A Natale incontra la sua maestra delle elementari le parla della delusione “per il torpore che ha preso la società cecoslovacca e della necessità di ridestarla”. Il 6 gennaio 1969 scrive una lettera al leader studentesco Lubomir Holecek, in cui lancia l’idea di occupare l’edificio della Radio cecoslovacca a Praga tramite un blitz di studenti per invitare i cittadini allo sciopero contro la censura. Dieci giorni dopo, il 16, scrive 4 lettere di addio, firmate “la prima fiaccola”, indirizzate all’Unione scrittori, a Holecek, all’amico Ladislav Zizka. La quarta sarà ritrovata nella sua borsa sui gradini del Museo nazionale in piazza San Venceslao, di fronte al Palazzo Federale, simbolo del potere statale.
“Poiché i nostri popoli sono sull’orlo della disperazione e della rassegnazione, abbiamo deciso di esprimere la nostra protesta e di scuotere la coscienza del popolo. Il nostro gruppo è costituito da volontari, pronti a bruciarsi per la nostra causa. Poiché ho avuto l’onore di estrarre il numero 1, è mio diritto scrivere la prima lettera ed essere la prima torcia umana. Noi esigiamo l’abolizione della censura e la proibizione di “Zpravy” ( Notiziario delle forze di occupazione sovietiche). Se le nostre richieste non saranno esaudite entro cinque giorni, il 21 gennaio 1969, e se il nostro popolo non darà un sostegno sufficiente a quelle richieste, con uno sciopero generale e illimitato, una nuova torcia s’infiammerà.”

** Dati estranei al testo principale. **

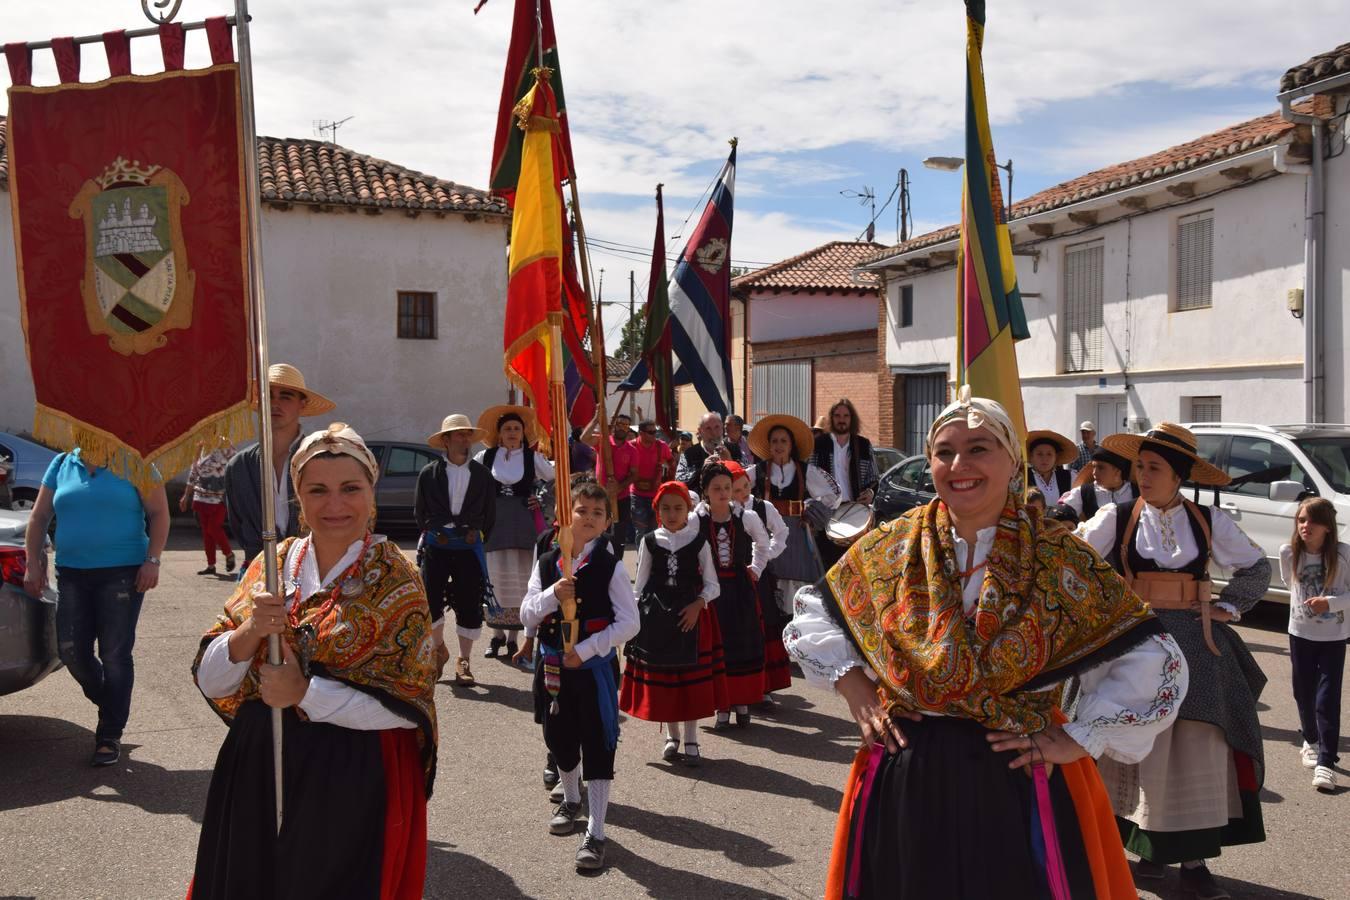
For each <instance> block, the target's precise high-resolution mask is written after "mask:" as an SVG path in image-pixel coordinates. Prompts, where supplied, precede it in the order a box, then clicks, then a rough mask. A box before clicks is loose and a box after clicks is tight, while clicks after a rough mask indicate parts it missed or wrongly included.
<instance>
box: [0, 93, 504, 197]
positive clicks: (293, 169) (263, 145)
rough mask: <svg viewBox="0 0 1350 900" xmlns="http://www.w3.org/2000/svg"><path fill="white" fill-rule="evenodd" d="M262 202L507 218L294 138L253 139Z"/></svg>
mask: <svg viewBox="0 0 1350 900" xmlns="http://www.w3.org/2000/svg"><path fill="white" fill-rule="evenodd" d="M7 127H8V120H7V119H5V117H3V116H0V186H4V188H8V182H9V171H8V165H9V163H8V158H7V157H5V154H4V148H5V136H7ZM258 178H259V184H261V189H262V198H263V200H270V201H275V202H297V204H324V205H335V206H366V208H373V209H429V210H436V212H462V213H486V215H498V216H506V215H509V212H510V210H509V209H508V208H506V205H505V204H504V202H502V201H499V200H497V198H494V197H491V196H490V194H489V193H487V192H486V190H478V189H477V188H467V186H464V185H458V184H455V182H452V181H443V179H440V178H435V177H432V175H424V174H423V173H420V171H413V170H410V169H404V167H402V166H397V165H394V163H391V162H386V161H383V159H375V158H374V157H367V155H363V154H358V152H352V151H351V150H347V148H346V147H339V146H338V144H331V143H324V142H321V140H298V139H294V138H262V136H259V138H258Z"/></svg>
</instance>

Nel pomeriggio il tragico epilogo. Prima di morire, nei rari momenti di lucidità, chiede che gli leggano i giornali, per sapere se il governo abbia accettato qualcuna delle sue richieste.
La camera ardente, allestita nella facoltà di filosofia, diviene meta incessante del pellegrinaggio non solo dei praghesi, ma di tutta la nazione. Il 25 gennaio, giorno dei funerali, una marea silenziosa partecipa commossa all’ultimo saluto al giovane con cui ha condiviso il sogno di libertà.